Error occured when processing SAM input (record #32 in file /extstor/sudhirlab/Reety/Bhavana/Set3_firstAgrigenome/SortedNAME_CFPAC-1_N1_aligned.bam):
  'pair_alignments' needs a sequence of paired-end alignments
  [Exception type: ValueError, raised in __init__.py:712]

The code I used is python2.7 -m HTSeq.scripts.count -f bam -r name -s no --secondary-alignments ignore --supplementary-alignments ignore /extstor/sudhirlab/Reety/Bhavana/Set3_firstAgrigenome/SortedNAME_CFPAC-1_N1_aligned.bam /extstor/sudhirlab/Reety/Bhavana/Indexed_Genomes/GRCh38/ChromosomeNamed_Gtf_GRCh38.gtf > /extstor/sudhirlab/Reety/Bhavana/Set3_firstAgrigenome/Counts_editedcode_SortedNAME_CFPAC-1_N1_aligned.txt

Is there some better way to get around this?

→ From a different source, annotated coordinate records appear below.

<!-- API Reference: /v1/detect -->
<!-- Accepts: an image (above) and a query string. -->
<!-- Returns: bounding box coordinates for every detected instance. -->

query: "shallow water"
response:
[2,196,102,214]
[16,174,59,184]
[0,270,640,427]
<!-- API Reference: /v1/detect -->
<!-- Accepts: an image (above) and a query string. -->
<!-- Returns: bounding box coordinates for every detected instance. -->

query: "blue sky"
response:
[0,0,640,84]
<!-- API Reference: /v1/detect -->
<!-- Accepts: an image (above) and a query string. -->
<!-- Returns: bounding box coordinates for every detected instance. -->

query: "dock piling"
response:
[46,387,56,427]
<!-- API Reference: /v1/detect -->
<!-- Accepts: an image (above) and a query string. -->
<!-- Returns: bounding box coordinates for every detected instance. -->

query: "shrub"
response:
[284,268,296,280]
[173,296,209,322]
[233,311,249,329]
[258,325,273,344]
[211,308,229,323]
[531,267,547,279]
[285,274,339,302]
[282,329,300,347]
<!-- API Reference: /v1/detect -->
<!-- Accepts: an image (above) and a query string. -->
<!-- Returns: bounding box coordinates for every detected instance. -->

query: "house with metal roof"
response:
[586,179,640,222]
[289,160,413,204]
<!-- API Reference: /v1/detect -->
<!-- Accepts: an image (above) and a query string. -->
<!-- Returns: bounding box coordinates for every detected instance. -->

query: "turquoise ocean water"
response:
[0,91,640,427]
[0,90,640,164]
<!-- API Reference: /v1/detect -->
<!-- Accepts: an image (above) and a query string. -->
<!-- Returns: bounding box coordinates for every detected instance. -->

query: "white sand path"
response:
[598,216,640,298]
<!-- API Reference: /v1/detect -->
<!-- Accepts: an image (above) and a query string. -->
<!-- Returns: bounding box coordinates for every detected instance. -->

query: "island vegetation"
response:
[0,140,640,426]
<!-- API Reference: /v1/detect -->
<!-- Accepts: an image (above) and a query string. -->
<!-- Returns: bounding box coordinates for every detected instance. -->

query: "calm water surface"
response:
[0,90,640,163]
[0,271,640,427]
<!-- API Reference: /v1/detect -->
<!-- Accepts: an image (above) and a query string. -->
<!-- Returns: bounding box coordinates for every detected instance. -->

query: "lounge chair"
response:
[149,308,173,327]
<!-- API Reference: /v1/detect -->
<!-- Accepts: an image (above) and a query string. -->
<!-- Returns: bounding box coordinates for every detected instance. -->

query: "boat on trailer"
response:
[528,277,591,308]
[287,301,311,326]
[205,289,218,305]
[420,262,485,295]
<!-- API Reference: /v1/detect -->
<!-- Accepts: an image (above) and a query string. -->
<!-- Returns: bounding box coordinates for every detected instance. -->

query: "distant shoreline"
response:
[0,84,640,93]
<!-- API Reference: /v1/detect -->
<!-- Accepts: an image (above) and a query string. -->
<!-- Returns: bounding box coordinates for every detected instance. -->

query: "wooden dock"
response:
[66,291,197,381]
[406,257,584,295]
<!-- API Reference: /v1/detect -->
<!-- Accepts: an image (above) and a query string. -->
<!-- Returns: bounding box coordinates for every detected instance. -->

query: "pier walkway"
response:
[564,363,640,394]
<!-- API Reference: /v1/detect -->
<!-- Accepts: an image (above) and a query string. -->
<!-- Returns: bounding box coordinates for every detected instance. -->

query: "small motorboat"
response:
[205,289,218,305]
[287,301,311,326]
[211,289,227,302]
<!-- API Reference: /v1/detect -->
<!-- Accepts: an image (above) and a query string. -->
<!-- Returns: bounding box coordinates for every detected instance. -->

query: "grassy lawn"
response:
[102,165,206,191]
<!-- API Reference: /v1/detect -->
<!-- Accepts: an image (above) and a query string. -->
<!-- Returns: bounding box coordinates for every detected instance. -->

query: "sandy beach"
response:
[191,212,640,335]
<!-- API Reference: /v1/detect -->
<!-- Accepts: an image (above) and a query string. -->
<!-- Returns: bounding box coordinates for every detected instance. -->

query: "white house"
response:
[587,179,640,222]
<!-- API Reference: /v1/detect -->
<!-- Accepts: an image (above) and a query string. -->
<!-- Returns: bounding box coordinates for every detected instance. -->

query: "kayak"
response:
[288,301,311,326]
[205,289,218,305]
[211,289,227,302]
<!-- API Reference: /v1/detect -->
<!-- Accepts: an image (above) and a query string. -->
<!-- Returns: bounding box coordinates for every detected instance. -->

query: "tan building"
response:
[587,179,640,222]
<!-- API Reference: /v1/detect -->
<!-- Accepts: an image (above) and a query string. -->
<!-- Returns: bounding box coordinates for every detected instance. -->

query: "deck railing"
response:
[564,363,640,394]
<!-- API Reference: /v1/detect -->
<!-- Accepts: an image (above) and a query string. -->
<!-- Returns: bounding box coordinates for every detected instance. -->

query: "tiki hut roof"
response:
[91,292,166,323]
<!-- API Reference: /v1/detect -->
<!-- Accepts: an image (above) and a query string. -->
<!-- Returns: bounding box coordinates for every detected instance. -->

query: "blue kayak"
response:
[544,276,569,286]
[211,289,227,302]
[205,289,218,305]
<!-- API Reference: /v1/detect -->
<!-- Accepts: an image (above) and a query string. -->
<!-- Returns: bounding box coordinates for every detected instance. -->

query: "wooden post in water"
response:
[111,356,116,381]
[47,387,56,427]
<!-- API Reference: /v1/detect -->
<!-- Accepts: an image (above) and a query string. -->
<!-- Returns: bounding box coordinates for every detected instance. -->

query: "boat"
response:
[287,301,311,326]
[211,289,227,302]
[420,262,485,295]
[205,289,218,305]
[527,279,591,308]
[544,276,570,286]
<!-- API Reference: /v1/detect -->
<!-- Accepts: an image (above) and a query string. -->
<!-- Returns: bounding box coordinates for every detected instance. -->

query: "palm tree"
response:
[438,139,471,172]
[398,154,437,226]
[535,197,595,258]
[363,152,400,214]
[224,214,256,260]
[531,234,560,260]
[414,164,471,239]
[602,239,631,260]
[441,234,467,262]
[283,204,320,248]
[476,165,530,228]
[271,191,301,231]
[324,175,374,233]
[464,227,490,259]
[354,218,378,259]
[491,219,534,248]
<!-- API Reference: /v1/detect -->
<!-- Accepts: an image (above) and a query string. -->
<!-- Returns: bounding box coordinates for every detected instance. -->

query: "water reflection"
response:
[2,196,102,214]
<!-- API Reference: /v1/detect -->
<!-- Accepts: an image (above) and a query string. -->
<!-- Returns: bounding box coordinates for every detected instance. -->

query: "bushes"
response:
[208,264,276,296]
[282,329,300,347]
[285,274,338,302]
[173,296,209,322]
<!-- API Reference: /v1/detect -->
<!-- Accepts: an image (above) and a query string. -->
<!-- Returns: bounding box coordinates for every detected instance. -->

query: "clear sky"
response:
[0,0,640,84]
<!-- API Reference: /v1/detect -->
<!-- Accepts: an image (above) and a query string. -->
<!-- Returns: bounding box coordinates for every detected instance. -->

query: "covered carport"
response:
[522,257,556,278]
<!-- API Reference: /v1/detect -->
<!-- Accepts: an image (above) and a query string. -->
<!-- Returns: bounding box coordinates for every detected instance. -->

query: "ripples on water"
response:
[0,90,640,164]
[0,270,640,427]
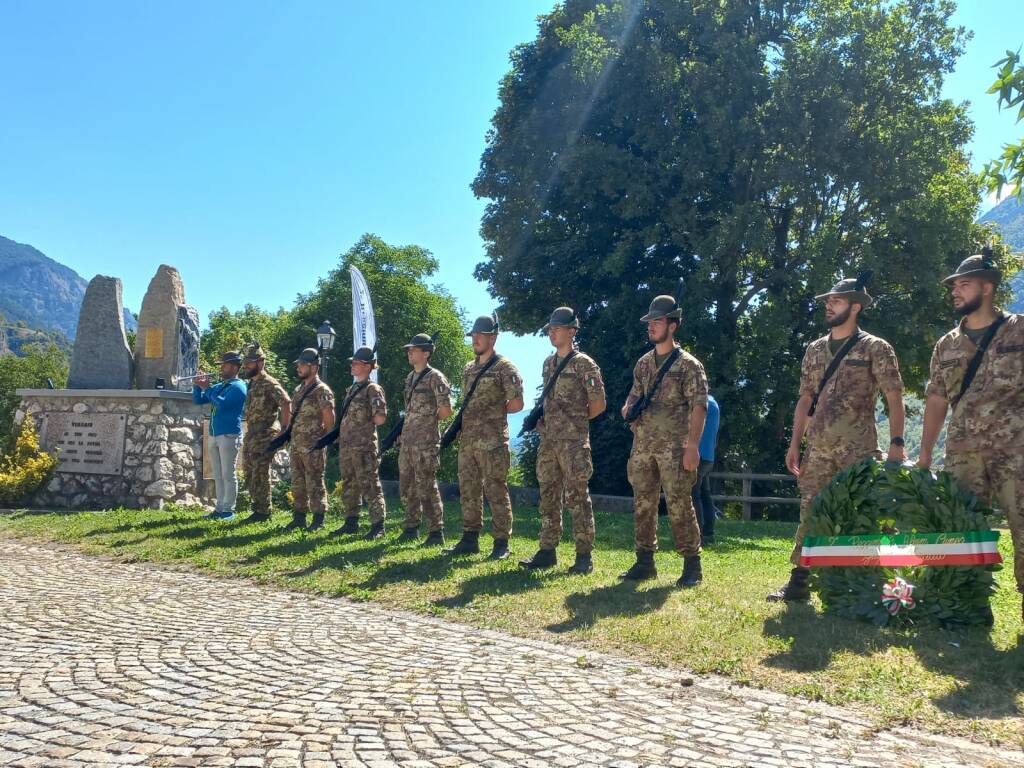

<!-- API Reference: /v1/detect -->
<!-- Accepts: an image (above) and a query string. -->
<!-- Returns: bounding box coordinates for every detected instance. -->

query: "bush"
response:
[0,416,57,504]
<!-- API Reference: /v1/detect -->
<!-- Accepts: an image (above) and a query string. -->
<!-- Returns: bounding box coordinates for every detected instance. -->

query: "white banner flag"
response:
[348,266,377,383]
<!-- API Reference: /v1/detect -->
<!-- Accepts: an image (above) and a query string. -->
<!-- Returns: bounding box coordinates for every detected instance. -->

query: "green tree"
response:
[982,50,1024,200]
[473,0,1006,490]
[0,344,69,453]
[272,234,472,478]
[200,304,294,381]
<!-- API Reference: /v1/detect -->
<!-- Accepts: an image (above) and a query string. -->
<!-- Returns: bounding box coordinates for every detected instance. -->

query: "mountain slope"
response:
[0,237,135,347]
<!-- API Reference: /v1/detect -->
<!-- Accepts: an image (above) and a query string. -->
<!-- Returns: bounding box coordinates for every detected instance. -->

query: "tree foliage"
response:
[473,0,1006,490]
[0,344,69,451]
[982,50,1024,200]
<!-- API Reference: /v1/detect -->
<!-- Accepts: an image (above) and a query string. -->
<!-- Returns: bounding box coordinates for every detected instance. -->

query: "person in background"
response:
[693,394,721,547]
[193,351,248,520]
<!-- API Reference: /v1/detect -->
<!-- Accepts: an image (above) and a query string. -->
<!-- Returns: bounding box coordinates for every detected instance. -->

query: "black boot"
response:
[767,565,811,603]
[242,512,270,525]
[420,528,444,547]
[487,539,512,560]
[676,555,703,587]
[331,515,359,536]
[569,552,594,575]
[618,549,657,582]
[285,512,306,530]
[444,530,480,555]
[398,525,420,544]
[516,542,558,570]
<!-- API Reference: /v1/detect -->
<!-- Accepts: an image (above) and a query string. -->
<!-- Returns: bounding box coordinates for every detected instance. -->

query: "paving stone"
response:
[0,539,1024,768]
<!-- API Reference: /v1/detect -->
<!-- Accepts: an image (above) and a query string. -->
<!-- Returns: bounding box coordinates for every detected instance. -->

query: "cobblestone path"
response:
[0,539,1022,768]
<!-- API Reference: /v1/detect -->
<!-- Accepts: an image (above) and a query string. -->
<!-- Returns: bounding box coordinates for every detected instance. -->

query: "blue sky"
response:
[0,0,1024,391]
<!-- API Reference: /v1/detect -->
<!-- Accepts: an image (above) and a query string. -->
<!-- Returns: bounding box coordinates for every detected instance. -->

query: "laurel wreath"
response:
[807,459,1001,626]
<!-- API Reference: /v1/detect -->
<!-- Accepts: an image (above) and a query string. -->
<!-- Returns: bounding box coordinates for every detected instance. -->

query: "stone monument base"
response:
[15,389,213,510]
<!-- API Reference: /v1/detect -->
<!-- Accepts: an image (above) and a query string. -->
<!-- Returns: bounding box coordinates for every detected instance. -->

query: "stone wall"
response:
[15,389,213,509]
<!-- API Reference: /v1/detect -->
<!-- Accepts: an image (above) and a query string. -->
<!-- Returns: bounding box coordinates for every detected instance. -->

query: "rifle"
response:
[309,379,370,452]
[263,381,316,456]
[440,354,502,451]
[519,349,577,437]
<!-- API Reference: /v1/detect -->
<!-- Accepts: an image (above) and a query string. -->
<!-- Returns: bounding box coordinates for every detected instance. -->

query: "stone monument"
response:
[135,264,199,389]
[68,274,133,389]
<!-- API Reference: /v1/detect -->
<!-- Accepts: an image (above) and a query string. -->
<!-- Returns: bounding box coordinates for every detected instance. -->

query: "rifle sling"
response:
[951,313,1007,408]
[807,328,863,416]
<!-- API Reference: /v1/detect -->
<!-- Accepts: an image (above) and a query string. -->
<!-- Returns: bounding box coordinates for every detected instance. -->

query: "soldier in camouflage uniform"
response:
[242,344,292,522]
[447,314,523,560]
[919,253,1024,618]
[286,347,334,529]
[768,274,904,602]
[519,306,605,573]
[398,334,452,547]
[334,347,387,541]
[621,295,708,587]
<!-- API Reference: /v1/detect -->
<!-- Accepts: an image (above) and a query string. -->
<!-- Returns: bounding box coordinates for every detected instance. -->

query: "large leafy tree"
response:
[473,0,1005,490]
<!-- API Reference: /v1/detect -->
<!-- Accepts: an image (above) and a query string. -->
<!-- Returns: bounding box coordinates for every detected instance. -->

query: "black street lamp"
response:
[316,321,338,376]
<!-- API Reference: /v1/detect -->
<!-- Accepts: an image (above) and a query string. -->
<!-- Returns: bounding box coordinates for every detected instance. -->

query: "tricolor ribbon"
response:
[882,577,915,615]
[800,530,1002,567]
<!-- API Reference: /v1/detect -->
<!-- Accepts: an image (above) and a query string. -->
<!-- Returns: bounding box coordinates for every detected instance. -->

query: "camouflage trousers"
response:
[338,445,384,523]
[288,445,327,515]
[790,445,882,565]
[398,443,444,534]
[627,451,700,556]
[459,442,512,539]
[537,437,594,555]
[946,444,1024,592]
[242,433,273,515]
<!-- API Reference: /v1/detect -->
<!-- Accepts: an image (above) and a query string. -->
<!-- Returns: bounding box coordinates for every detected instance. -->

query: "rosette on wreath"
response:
[805,459,1000,626]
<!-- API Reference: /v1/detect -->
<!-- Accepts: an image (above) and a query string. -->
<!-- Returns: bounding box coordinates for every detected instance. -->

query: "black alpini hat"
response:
[942,248,1002,286]
[541,306,580,333]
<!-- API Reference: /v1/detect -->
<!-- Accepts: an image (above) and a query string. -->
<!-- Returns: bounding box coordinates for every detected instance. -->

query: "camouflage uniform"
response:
[338,382,387,523]
[288,377,334,515]
[537,352,604,555]
[398,368,450,534]
[790,331,903,565]
[927,314,1024,592]
[459,357,522,539]
[242,371,290,515]
[627,349,708,557]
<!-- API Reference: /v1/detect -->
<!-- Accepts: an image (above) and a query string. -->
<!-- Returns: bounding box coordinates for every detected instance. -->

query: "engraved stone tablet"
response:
[42,412,126,475]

Shukla04 commented 5 years ago

Hello I have the same issue of : reads with missing mate encountered. My bam files are sorted by name using command: samtools sort -n -o sorted_uniq_hits/$f3.bam $file

And after sorting they look like (sorted alignment files):

SRR8206438.4.1 83 5 458763 50 101M80N50M = 458666 -328 GGGTAATAGAGTTTCTCAGAAGACAGGAAAAGGGTAAAAAGTACACCGCATTGGTCTTGAGATTTGTCAAAGACCGGATCGCATCCCTTTTGTTGGTTGAGGTGGGTTTTCAAGCAACGGCGTGGGTGTCAGAAGGAAAACAAGTGGGAGG FHHHGHGHIGIIHIIHHIIIIIHIIIIIIHGIHHIIIIIIHHHEGIIHHGIIHIIIIIIIIIIIIIIIIIIHHIIIIIIIHHIIIHGHIIIIIIIIIIIIIIIIIIIIIIIIIIIIIIIIIIIIIIIIIIIIIIHFIIIIIIIIIIDDDDD AS:i:-5 XM:i:1 XO:i:0 XG:i:0 MD:Z:150A0 NM:i:1 XS:A:+ NH:i:1 SRR8206438.4.2 163 5 458666 50 150M = 458763 328 TTTCCATTCTCTGCTGGTGAGTTAGAAGGTATAGCAGCATCCGTAAACATGCAGAGCAAAGTGGTGAGAAAACTCTCAAACACCGGTCTCCGCTATTGGGTAATAGAGTTTCTCAGAAGACAGGAAAAGGGTAAAAAGTACACCGCATTG DDDDDIIIIIIIIHHIIGHHHIIIIHIIIIIIIIIIIIIIIHIIIIIIIIIIHIIIIIHIIHHIIIIIIIIIIIIIIIIIIIIIIHIIIIIIIIIIIIIIHDHHIIIIHIIIHIIIGIIIIIIHIIIHGHIIGIIIIHHIHIGEDHHIIE AS:i:0 XN:i:0 XM:i:0 XO:i:0 XG:i:0 NM:i:0 MD:Z:150 YT:Z:UU NH:i:1 SRR8206438.5.1 99 1 21624037 50 151M = 21624047 161 TTGTTGTTCCGCCATTGCCTTAAGCTTTTCCTCCAAAATGTCTTTCTCAAGACCGTACATTCTGTTCAAAGCATGCATATTCTCAAGGGTCTCGCTCAGCGTTCTACTGTCACTTCCGTCACATCTCAAATGCTGCATTGGACCATGTAAG @BDDDIIIIIIIIIIGIIIIIIIIIIIIIIIIIIIIIIIIIIIIIIIIIIIHIIIIIIIIIIIIIIIIIIIIIIIIIIIIIIIIIIIIIIIIIIIIHIGIIGHGHIGHIIIIIIIIIHIIIIIIIIIIIIIIIIIGIIIIIHHHIIIIIIC AS:i:0 XN:i:0 XM:i:0 XO:i:0 XG:i:0 NM:i:0 MD:Z:151 YT:Z:UU NH:i:1 SRR8206438.5.2 147 1 21624047 50 151M = 21624037 -161 GCCATTGCCTTAAGCTTTTCCTCCAAAATGTCTTTCTCAAGACCGTACATTCTGTTCAAAGCATGCATATTCTCAAGGGTCTCGCTCAGCGTTCTACTGTCACTTCCGTCACATCTCAAATGCTGCATTGGACCATGTAAGAATCTGTTCA CHIHHHHHGHEIIIHIIIIHHEDHFHHHIHIIIIIHIIIIIHIIIIIHHFIIIHHIIGIIHIHIIIIHIIIHIIIIIHIIIHIIIIIIIIGIIHIIIIIIIIIIIIIIIIIIIIIIIIIIIHHIIIGIIIIIIIIIIIIIIIIIIIDDDDD AS:i:0 XN:i:0 XM:i:0 XO:i:0 XG:i:0 NM:i:0 MD:Z:151 YT:Z:UU NH:i:1

On these name sorted files, I am running htseq-count using command:

htseq-count -f bam -r name -s yes -t gene -i gene_id -m union --secondary-alignments ignore --supplementary-alignments ignore $file $genome/Arabidopsis_thaliana.TAIR10.42.gff3 > htseq_genecount/$f3.txt

I get the same error all the time even when my alignment files are perfectly sorted, htseq is not able to count 90% of the data.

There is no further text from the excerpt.